When a baby is born, they depend completely on their parents for love, safety, and support. Sadly, not every child receives that kind of beginning. For Xueli Abbing, life started with a heartbreaking moment.
She was born in China with albinism, a genetic condition that causes the skin, hair, and eyes to have very little pigment. Because of her appearance, her biological parents abandoned her as a baby, leaving her outside the door of an orphanage.
The orphanage staff gave the little girl a special name: Xueli. In Chinese, “Xue” means snow, and “Li” means beautiful — a name chosen to reflect her unique appearance and the beauty they saw in her.
Fortunately, Xueli’s story didn’t end there. She was adopted by a loving Dutch family, who gave her the care and encouragement every child deserves. Growing up, she learned to embrace her differences rather than hide them.
At the age of 11, Xueli received an unexpected opportunity.
A designer in Hong Kong invited her to take part in a fashion project called “Perfect Imperfections,” which aimed to highlight the beauty of people who look different from traditional models.
“It was an amazing experience,” she later shared. People with albinism often face stigma and discrimination around the world. In some countries, harmful myths even put them in danger.
Because of this, Xueli has always been aware of how lucky she was to find a safe and supportive home.
“I’m lucky I was only abandoned,” she once said.
Her unique appearance eventually caught the attention of photographers and fashion professionals. One London-based photographer helped introduce her to the modeling world, and soon she achieved something remarkable.
Xueli appeared in Vogue Italia in 2019 — one of the most respected fashion magazines in the world.
At the time, she didn’t fully realize how big the achievement was. “I didn’t know how important the magazine was,” she said. “It took me a while to understand why everyone was so excited.”
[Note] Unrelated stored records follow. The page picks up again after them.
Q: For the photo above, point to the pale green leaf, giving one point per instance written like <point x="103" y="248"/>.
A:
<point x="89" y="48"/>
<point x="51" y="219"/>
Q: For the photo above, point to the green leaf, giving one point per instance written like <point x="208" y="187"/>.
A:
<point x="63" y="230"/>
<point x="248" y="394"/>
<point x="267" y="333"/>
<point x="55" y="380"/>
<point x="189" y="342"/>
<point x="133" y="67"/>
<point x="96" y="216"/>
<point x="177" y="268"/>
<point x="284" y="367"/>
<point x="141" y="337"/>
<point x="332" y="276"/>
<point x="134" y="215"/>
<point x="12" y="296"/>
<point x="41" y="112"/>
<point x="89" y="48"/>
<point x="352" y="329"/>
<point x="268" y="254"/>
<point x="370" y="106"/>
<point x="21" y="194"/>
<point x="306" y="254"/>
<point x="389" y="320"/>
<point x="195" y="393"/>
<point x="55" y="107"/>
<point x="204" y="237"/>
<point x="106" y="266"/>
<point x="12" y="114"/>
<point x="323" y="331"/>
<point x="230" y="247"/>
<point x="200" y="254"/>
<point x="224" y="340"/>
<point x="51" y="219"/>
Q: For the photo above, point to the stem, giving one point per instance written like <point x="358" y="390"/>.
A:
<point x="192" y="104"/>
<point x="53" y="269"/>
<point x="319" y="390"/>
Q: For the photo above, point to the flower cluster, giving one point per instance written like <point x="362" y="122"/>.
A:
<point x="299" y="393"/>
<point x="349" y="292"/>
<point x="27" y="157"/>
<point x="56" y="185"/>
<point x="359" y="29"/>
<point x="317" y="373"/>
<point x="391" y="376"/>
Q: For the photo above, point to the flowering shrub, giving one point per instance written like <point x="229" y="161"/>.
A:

Today, Xueli hopes to use her platform to raise awareness about albinism. She wants people to understand that it is a genetic condition — not something mysterious or cursed, as some harmful myths claim.
She also prefers the phrase “a person with albinism” instead of labeling someone simply as “an albino.” More importantly, she hopes her story will help change the way the world sees beauty.
Because sometimes the people once rejected for being “different” grow up to show everyone just how extraordinary they really are.